The agentic AI, which can act independently to make decisions with little human surveillance, is becoming more and more popular in health care, with technological and notable companies, Google Cloud and Salesforce offering all agent tools which, according to them, can reduce the administrative burden for workers.
Hippocrates’ tool acts as a first point of contact for patients after discharge. The company said that the tool calls on patients to examine medication instructions, probe signs of new symptoms or aggravation and answer patient questions.
Patients also have the possibility of connecting with a human nurse: UHS said that clinicians can recall patients after the initial AI call.
UHS launched AI agents for the first time in its Summerlin hospital medical center based in Las Vegas and Texoma Medical Center, based in Texas.

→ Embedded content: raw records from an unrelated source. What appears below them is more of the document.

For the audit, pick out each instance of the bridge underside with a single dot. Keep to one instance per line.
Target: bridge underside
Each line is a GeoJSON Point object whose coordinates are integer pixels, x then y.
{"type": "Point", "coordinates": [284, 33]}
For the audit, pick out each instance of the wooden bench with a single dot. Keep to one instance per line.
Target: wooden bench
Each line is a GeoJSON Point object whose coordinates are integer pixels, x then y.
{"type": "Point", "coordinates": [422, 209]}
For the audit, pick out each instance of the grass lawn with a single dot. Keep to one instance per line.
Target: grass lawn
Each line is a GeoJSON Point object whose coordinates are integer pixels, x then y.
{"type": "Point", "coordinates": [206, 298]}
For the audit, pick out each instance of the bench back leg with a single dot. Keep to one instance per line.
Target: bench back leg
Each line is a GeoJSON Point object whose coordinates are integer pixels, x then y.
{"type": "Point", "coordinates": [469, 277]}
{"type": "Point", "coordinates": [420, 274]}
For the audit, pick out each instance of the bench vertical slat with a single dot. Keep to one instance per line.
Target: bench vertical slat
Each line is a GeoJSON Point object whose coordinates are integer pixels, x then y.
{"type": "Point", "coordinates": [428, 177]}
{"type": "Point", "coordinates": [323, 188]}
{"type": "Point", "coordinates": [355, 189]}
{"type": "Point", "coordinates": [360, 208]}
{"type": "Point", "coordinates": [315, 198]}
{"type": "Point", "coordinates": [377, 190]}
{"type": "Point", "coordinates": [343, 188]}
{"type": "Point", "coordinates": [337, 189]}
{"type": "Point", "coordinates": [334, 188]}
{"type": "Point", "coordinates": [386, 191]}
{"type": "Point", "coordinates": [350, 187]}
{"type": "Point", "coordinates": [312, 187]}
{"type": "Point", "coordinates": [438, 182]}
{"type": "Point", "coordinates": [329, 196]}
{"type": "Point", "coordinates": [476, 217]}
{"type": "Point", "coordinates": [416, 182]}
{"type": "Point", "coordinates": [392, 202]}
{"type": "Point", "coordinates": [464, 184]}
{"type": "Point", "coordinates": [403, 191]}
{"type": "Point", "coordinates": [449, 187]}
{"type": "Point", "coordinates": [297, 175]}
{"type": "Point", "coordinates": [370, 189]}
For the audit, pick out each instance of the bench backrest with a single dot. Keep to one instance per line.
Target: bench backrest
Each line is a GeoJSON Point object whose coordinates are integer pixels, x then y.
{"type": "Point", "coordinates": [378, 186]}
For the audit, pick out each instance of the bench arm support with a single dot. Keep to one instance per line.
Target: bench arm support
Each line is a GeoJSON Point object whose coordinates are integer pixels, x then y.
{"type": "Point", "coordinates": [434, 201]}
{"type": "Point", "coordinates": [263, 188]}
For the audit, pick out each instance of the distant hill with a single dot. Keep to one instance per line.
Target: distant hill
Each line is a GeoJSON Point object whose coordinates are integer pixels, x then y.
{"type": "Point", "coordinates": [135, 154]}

The health system said that patients have given the tool an average note of 9 out of 10.
The health system plans to deploy technology to more than 10 additional American hospitals in the coming months due to positive reception, a spokesperson said. Following this, UHS plans to launch technology in all its 29 active care hospitals.
“We were very happy to see the patient’s reaction in the overall commitment to the Genai agent. To date, we have experienced a high degree of success, and we are impatient to continue to extend the size of the sample “,” said Uhs The president and chief executive officer Marc Miller.
UHS said agents should allow nurses to be more effective. However, some experts have expressed their concern that health systems cannot take AI time savings to clinicians as expected.